The Dal Lake is a huge reservoir of crystal-clear water situated in Kashmir, famous as tourist attraction. Kashmiri people live in the lake in their “house-boats” and also give a tour of the lake to the interested in smaller boats called “Shikara”.
The Thar Desert , also known as the Great Indian Desert, lies mostly in Rajasthan. About 10% of it consists of shifting sand dunes with remaining 90% being fixed dunes, inter-dunal areas, rock outcrops, and salt pans generally devoid of vegetation, with grasslands and shrublands in some places.
Millets, wheat, pulses, maize, sugarcane and cotton are the main crops of northern India .
The Sahyaadri mountain range (1600 km) borders the western edge of India and separates the plateau from a narrow coastal plain along the Arabian Sea. Running through five coastal states, from Gujarat to Kerala, it has average elevation of 900 meters. It serves as important wildlife corridor, also intercepting the rain-bearing westerly monsoon winds.

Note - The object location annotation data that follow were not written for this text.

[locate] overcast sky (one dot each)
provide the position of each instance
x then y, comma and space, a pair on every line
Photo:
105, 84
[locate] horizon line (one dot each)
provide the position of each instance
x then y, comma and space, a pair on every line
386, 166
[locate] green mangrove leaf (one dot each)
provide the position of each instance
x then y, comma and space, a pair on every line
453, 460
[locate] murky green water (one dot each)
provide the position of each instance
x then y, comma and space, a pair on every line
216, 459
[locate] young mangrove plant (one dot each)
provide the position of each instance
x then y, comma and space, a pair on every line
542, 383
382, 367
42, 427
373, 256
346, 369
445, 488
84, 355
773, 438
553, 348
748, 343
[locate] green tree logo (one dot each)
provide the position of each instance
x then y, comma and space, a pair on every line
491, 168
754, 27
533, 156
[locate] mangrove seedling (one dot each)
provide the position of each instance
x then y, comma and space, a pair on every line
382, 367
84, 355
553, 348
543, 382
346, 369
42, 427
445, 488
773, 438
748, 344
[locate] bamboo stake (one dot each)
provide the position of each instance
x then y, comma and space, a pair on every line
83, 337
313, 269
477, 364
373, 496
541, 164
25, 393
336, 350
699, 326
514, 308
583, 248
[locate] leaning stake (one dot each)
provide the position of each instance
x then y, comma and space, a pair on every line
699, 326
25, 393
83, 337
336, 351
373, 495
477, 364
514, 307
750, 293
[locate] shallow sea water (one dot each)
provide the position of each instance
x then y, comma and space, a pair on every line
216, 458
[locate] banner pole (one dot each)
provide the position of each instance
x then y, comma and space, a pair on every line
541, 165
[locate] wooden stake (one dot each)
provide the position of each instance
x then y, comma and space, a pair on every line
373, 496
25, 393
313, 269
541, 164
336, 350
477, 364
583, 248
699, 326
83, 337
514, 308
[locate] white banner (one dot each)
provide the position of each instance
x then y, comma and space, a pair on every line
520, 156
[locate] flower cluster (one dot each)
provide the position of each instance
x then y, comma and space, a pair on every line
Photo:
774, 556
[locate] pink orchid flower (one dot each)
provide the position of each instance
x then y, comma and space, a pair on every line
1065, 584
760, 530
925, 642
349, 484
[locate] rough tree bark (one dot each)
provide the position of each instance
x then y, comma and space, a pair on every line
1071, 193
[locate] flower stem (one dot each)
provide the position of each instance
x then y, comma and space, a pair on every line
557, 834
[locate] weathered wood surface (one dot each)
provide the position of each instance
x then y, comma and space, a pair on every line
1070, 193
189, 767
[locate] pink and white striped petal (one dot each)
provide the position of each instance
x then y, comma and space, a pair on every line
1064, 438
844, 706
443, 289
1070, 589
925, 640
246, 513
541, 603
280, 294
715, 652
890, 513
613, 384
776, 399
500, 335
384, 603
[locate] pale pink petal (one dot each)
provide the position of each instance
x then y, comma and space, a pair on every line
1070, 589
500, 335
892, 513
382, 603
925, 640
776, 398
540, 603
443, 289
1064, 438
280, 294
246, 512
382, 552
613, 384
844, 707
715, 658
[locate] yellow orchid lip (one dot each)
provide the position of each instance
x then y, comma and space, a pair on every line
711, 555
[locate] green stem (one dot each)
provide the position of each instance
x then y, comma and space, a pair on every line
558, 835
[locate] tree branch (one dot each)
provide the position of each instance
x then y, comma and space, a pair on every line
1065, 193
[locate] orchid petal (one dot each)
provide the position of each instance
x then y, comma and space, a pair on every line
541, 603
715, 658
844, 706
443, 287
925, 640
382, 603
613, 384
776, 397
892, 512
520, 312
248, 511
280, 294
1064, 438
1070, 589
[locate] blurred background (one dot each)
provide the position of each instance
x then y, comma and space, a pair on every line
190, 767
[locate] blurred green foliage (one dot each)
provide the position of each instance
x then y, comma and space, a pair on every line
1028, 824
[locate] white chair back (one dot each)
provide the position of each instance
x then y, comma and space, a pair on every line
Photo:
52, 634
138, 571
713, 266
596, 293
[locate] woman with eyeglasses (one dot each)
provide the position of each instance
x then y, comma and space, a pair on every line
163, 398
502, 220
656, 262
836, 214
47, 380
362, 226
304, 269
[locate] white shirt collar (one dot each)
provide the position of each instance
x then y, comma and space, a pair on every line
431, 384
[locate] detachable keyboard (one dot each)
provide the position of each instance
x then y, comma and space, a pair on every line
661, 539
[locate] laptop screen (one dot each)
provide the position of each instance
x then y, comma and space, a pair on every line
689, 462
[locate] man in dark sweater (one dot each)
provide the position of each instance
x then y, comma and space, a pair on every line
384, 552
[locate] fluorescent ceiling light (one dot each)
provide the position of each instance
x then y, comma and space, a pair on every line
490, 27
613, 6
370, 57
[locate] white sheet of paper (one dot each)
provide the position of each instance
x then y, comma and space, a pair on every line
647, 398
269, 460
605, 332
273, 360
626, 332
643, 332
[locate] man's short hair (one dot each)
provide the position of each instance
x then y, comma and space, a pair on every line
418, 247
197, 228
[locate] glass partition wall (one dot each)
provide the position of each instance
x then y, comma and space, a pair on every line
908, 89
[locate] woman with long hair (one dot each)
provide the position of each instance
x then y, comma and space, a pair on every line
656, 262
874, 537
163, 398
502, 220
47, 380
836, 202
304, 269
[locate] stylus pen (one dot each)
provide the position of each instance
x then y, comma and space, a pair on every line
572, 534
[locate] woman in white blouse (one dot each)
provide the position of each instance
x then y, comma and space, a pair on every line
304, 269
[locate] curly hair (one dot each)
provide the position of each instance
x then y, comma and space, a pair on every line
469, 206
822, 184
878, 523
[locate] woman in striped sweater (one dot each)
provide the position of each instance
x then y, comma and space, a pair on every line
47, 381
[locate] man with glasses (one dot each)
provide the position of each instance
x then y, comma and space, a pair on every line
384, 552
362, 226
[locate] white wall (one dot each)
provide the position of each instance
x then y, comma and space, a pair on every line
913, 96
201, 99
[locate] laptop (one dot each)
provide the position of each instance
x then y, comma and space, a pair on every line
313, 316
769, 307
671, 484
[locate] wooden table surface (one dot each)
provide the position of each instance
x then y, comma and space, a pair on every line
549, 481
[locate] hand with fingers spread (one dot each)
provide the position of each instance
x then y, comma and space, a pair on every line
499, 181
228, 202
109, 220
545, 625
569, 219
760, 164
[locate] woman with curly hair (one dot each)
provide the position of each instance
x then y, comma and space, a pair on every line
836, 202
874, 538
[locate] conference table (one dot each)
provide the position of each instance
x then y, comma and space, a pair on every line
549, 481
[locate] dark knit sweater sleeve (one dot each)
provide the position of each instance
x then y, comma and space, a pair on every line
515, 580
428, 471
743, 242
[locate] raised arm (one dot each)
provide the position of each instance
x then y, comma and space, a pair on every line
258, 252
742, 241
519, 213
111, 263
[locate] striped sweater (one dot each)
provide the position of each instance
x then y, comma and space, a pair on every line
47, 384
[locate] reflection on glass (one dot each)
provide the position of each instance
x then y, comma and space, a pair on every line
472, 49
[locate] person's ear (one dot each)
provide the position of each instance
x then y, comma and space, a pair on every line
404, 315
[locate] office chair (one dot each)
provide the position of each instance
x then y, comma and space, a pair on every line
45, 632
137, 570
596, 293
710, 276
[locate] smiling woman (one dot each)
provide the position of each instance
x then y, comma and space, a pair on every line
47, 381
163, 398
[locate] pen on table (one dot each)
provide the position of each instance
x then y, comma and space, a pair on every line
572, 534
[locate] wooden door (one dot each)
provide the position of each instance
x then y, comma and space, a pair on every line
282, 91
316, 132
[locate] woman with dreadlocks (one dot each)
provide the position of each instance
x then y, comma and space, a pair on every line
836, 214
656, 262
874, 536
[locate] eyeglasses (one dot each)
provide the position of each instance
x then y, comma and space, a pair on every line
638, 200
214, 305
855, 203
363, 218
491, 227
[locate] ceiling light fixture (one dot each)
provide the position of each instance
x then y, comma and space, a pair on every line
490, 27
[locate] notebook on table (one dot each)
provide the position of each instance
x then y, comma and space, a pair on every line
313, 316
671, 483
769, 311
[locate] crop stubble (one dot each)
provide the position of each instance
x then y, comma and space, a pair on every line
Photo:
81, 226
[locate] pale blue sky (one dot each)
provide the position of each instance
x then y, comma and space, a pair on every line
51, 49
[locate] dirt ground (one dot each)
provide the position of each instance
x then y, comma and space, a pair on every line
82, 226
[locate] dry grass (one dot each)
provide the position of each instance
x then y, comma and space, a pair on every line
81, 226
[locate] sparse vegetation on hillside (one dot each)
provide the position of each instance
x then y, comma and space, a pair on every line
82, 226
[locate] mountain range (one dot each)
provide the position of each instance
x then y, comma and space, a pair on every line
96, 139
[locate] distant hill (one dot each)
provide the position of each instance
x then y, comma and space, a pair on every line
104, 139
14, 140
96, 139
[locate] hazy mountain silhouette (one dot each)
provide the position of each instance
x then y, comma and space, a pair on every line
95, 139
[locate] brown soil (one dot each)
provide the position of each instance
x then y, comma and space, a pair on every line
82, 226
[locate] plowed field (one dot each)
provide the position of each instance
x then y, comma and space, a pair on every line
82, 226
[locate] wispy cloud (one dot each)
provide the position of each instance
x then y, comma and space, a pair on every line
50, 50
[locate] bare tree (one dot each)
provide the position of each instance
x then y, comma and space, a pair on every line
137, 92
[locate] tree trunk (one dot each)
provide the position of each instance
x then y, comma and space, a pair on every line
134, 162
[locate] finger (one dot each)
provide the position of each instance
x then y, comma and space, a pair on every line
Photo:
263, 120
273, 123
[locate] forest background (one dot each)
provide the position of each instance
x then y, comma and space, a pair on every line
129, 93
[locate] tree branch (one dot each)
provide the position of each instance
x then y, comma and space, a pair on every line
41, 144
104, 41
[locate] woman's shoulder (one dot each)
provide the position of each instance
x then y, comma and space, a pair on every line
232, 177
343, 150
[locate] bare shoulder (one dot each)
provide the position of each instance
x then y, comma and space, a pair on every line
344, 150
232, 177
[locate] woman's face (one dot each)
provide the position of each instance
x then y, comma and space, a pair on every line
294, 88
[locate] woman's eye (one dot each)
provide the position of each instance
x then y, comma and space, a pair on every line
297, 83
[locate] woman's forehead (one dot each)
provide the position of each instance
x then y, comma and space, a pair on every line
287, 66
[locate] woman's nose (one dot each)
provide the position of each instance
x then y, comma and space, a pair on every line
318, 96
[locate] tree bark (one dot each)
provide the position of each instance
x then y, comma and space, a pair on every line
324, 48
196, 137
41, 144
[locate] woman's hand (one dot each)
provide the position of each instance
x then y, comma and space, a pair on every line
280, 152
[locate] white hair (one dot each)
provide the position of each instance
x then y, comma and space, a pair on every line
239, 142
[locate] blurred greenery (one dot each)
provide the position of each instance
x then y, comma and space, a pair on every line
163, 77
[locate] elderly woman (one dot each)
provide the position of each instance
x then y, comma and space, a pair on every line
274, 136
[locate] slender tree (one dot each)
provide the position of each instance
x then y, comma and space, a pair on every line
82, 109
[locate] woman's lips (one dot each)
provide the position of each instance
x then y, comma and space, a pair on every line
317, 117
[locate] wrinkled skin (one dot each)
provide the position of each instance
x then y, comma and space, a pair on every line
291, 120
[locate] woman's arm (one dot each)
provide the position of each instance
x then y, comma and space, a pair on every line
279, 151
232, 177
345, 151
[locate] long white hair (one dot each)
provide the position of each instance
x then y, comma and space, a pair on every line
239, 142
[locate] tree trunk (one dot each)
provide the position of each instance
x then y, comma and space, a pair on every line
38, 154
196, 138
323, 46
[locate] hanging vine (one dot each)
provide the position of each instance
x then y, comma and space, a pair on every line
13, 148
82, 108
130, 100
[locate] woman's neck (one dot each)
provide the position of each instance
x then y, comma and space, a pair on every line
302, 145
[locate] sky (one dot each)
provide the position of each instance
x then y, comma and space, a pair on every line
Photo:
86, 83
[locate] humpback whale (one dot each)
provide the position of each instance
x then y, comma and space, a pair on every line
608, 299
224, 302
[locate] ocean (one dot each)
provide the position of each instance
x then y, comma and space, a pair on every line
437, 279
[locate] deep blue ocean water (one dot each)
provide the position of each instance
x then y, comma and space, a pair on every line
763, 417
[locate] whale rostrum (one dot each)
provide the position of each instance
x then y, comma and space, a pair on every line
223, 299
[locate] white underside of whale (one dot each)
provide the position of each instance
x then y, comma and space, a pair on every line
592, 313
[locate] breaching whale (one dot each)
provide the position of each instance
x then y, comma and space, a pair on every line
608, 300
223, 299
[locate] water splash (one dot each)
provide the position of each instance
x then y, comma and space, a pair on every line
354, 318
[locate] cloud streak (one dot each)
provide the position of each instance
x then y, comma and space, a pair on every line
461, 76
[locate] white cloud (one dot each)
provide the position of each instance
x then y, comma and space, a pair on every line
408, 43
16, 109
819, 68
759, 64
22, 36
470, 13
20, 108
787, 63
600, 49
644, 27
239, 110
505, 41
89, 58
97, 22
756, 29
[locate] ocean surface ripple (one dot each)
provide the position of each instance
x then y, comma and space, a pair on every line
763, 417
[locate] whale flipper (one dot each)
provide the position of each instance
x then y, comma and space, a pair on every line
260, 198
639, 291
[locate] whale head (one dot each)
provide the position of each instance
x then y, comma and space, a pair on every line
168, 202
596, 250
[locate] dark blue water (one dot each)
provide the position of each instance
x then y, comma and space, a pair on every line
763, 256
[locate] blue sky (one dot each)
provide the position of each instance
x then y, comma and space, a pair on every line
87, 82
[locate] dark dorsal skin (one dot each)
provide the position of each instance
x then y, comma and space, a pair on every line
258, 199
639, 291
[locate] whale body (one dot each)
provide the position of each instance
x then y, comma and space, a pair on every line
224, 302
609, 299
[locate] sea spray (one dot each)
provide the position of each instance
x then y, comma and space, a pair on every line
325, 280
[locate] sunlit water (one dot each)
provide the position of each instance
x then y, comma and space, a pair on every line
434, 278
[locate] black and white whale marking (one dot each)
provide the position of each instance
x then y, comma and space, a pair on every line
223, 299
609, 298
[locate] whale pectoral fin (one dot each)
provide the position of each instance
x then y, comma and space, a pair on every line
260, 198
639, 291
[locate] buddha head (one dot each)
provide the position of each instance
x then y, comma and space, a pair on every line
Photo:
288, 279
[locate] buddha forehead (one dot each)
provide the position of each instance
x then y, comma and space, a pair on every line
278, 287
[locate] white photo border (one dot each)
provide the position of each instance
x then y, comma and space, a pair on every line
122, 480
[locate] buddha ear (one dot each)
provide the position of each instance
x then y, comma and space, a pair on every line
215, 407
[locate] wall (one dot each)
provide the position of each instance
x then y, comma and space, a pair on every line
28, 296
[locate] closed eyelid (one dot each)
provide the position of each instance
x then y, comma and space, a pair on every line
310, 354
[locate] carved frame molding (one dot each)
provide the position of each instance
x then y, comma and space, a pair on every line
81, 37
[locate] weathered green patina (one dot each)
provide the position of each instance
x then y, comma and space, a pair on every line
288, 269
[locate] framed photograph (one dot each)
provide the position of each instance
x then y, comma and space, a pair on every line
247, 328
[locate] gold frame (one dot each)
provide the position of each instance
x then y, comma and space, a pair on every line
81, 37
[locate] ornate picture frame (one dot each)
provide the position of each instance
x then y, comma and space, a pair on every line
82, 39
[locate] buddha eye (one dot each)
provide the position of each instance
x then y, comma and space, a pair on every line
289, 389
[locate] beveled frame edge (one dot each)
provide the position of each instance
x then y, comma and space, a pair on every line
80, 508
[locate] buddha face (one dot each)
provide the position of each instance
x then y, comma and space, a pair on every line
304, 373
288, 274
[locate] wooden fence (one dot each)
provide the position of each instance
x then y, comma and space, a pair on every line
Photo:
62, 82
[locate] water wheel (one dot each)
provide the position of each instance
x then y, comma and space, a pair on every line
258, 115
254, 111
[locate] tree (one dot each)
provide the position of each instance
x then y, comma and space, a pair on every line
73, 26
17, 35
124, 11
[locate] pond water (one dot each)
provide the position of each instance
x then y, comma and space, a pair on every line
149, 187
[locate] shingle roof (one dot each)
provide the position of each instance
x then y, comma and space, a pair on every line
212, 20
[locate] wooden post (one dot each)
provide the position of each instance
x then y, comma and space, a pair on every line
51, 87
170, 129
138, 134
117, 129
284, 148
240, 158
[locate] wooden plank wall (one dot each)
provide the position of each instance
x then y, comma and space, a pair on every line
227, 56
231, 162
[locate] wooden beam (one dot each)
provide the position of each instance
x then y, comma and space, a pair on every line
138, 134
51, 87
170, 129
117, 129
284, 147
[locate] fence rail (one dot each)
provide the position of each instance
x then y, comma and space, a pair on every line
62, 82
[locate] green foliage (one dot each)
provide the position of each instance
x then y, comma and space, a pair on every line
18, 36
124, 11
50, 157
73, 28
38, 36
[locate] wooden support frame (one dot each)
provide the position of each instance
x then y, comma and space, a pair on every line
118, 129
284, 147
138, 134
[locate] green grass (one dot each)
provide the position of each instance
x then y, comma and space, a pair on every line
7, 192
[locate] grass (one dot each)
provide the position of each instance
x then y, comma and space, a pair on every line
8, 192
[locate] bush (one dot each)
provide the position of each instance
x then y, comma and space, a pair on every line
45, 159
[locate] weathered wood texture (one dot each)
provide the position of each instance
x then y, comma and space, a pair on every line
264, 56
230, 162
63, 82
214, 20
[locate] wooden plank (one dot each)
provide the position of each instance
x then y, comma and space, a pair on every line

The main crops of central and western India are sugarcane, oilseeds, millets, coconuts and tapioca.
Seven major rivers, Sindhu, Ganga, Brahmaputra, Narmada, Godavari, Krishna and Mahanadi, along with their numerous tributaries make up the river system of India . Most rivers pour their waters into the Bay of Bengal to the east, some empty into the Arabian Sea. All major rivers originate from one of the three main watersheds, Himaalaya and Karakoram ranges in north India, Vindhya and Satpuda ranges in central India and Sahyadri range in western India.
The Rain forests of India are concentrated mainly in the northeastern states of Arunachal Pradesh, Assam, Meghalaya, Manipur, Mizoram, Nagaland, and Tripura, known as the “Seven Sisters”. This region receives heavy rainfall and hence is covered with thick, lush green forests.
Goa, a state on the western coast, is internationally renowned for its beaches and visited by hundreds of thousands of tourists each year. Some of the better known beaches are Calangute, Candolim, Mapusa.
The main crops cultivated in south India include paddy, sorghum, millet, pulses, cotton, chilli, and ragi.
The backwaters of Kerala are a chain of brackish lagoons and lakes lying parallel to the coast. The network includes five large lakes linked by 1500 km of canals, both manmade and natural, fed by 38 rivers. The backwaters were formed by the action of waves and shore currents creating low barrier island across the mouths of the many rivers.
The rice, jute and tea plantations are the main cultivations in eastern India .
The Himaalaya is a mountain range in Asia, separating the Indian subcontinent from the Tibetan Plateau. The name is a Sanskrit word meaning "the abode of snow". It is the home to quite a few of the world's highest peaks including the Mt. Everest.